The present invention relates to a combination drive having a linear drive device and a rotation drive device.
Until now, combined linear and rotation drives, also referred to as combination drives, have been mostly formed from two separate units. One of the units carries out the linear movement, while the other of the units carries out the rotation. The units are often also physically separated from one another. However, for the purposes of more recent developments, the two units have also been integrated in one housing.
FIG. 5 shows one such known combination drive in the form of a cross section. This combination drive is used, for example, for driving ink rollers in a printing mechanism. A linear motor 1, in the form of an external rotor, and a conventional rotating motor 2 are used in the drive. Both the linear motor and the rotating motor are in the form of synchronous motors with permanent-magnet excitation. The entire drive has two separate stators of different design, and two separate rotors of different design. However, the rotors are arranged on a common shaft.
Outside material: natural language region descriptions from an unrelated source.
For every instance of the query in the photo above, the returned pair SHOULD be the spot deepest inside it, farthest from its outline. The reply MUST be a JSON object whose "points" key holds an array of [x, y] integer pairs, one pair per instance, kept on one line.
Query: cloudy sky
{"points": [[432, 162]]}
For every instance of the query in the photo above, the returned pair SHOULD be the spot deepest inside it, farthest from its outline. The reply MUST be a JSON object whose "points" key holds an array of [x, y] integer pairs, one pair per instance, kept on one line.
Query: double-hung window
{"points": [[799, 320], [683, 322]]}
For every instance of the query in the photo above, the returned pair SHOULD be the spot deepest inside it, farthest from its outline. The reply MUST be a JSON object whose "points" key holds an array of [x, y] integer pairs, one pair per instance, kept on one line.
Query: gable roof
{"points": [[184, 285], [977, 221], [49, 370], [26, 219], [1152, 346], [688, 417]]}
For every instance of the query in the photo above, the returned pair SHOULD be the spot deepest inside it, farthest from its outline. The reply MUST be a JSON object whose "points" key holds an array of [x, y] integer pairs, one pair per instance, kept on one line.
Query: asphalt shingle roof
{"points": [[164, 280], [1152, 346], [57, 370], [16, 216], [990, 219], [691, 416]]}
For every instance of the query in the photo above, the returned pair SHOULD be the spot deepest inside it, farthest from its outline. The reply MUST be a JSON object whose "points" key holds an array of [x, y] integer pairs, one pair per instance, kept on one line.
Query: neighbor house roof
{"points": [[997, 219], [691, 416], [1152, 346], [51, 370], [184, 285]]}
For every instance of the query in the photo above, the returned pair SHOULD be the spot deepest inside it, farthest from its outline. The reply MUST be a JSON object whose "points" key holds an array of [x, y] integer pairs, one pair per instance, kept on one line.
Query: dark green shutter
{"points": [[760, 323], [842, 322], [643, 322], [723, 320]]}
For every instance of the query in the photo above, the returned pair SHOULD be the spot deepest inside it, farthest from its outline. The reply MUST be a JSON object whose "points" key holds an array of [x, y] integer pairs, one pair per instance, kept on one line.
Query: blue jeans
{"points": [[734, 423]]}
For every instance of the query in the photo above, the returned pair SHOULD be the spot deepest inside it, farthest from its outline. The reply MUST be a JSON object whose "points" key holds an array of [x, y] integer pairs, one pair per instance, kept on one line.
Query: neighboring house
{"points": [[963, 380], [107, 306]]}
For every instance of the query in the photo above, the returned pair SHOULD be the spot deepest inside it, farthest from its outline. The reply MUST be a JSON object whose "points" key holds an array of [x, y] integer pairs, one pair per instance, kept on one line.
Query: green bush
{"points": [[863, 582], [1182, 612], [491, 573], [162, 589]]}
One major disadvantage of the combination drive shown in FIG. 5 is that the entire rotor can move backwards and forwards only through a specific distance. This linear movement is fixed by the design for respective application. The drive can therefore be used only for that specific application. It is therefore not possible without changes to increase the linear movement without redesigning the motor. A further disadvantage is that the rotor cannot be removed from the motor in any desired manner for installation purposes.
A further disadvantage that has been found with the combination drive described above is that the two parts of the rotor must be designed differently. For this reason, the two stators must be arranged at an appropriate distance apart, thus predetermining a certain motor length which is too large for certain applications, or results in problems.
So-called hybrid reluctance motors are known in principle in the field of drives. In this case, the forces or torques of the motors are produced both by means of variable reluctance and by means of permanent magnets. This is mentioned, for example, in the VDI Reports 1269 dated May 1996.
Furthermore, German patent application DE 10 2004 045992.4 discloses a synchronous linear motor with a secondary part without any permanent magnets. The windings are incorporated in the primary part, adjacent to which the permanent magnets are also arranged.